Agile Tips
Unlocking Agile Wisdom: Insights from Decades of Experience. Scott Bain is a 44+ year veteran of systems development.
Agile Tips
#32-Legacy Code and Magic Buttons Part 2
Last week I teased the notion that it's possible to bring your legacy code under better control by using a magic button. While such buttons obviously do not exist, this week I'll outline how to get the value of such a resource anyway, at a manageable cost.
I'll start by reiterating our thought experiment from last week.
Imagine there are two magic buttons, A and B. Button A instantly generates tests that cover 90% of your legacy code, but the 10% not covered is completely unknown. Button B gets you 75% code coverage, but the 25% that remains is clearly defined.
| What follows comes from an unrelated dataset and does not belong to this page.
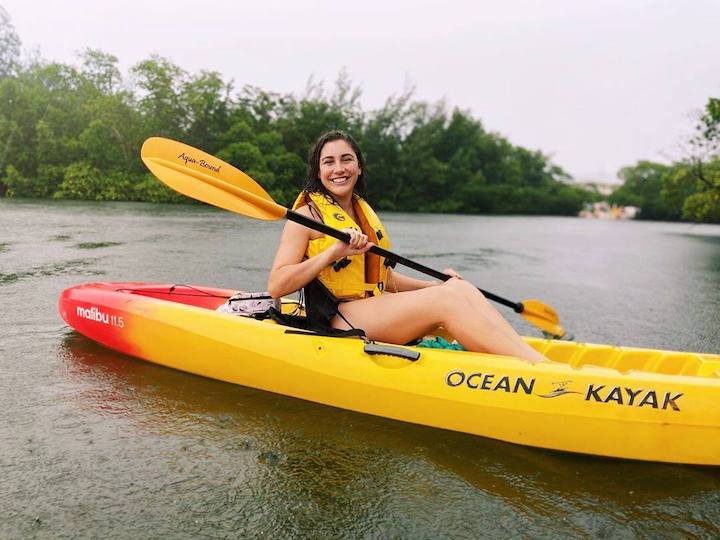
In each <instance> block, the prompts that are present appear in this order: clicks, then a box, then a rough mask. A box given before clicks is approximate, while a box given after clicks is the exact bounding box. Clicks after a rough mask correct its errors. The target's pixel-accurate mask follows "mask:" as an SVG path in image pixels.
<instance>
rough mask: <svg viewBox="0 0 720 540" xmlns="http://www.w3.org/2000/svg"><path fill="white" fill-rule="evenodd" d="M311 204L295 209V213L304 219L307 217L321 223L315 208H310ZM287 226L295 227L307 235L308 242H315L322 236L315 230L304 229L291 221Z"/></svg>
mask: <svg viewBox="0 0 720 540" xmlns="http://www.w3.org/2000/svg"><path fill="white" fill-rule="evenodd" d="M312 204H313V203H312V201H311V202H310V204H309V205H308V204H304V205H303V206H299V207H297V208H296V209H295V212H297V213H298V214H301V215H303V216H305V217H309V218H310V219H312V220H314V221H317V222H319V223H322V217H321V215H320V213H319V212H318V210H317V208H314V206H310V205H312ZM288 225H297V227H299V228H300V229H301V230H302V231H304V232H306V233H307V235H308V237H309V239H310V240H315V239H317V238H320V237H322V236H324V235H323V234H322V233H320V232H318V231H316V230H313V229H310V228H308V227H305V226H303V225H300V224H296V223H294V222H292V221H289V222H288Z"/></svg>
I suggested that there is a way to get the value of Button B, not at zero cost but at a cost that you can control, measure, and budget for.
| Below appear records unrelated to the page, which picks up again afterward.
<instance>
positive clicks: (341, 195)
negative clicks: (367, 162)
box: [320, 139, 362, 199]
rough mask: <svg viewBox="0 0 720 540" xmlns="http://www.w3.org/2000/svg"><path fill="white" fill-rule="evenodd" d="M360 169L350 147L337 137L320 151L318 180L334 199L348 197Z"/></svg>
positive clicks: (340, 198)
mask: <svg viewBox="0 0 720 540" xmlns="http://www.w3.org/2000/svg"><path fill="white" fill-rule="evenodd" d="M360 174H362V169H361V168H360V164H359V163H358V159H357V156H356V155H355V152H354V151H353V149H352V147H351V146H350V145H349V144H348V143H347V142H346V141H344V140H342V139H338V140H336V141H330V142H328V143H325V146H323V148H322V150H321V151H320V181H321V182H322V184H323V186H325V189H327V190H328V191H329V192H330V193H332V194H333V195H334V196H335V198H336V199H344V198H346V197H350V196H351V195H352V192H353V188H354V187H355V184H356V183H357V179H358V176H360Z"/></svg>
The prerequisite to this approach is that your technical team must know to conduct test-driven development properly, must have strong skills in refactoring, and must have brought both of these to maturity. This will take time, effort, and training and is certainly not without costs, but I hope I've made it clear that I think this should be done anyway. So, there will be no additional costs, so far.
The next step is to set a firm policy in place, and again it is a policy that I think should already be adopted regardless of the legacy situation in an organization. It is this:
No change may be made to any part of the system until the associated test has been changed first, observed to fail, and then made to pass by updating the system. When seeking to make the test pass, the test itself may not be altered in any way.
Why this is a good idea in general I will address in another tip. But in terms of legacy code, the realization it forces is that most legacy code is untested, at least in the sense that TDD means "tested." That means that in order for the policy to be adhered to, the team will have to start by bringing the portion of the legacy code that is to be changed under the protection of a TDD-style test, so that they can change it first.
That may be difficult, but it is manageable because it only involves a single change. Some refactoring may be required to make the involved part of the codebase testable, but that will also create an incremental improvement to the legacy system overall.
This also means that the system will become, gradually, more thoroughly tested, and the unit tests that are added to it will identify where such improvements have been made and where they have not. Code coverage measurement tools, which TDD typically ignores, can actually help in this process because they help us to track where we are in the gradual, realistic, manageable process of improving our legacy code.
Some parts of the legacy system in question will never gain such a test, but that will only be because a) they work properly and b) they apparently never required a change. Tests of code like that are probably not necessary anyway and may even be wasteful.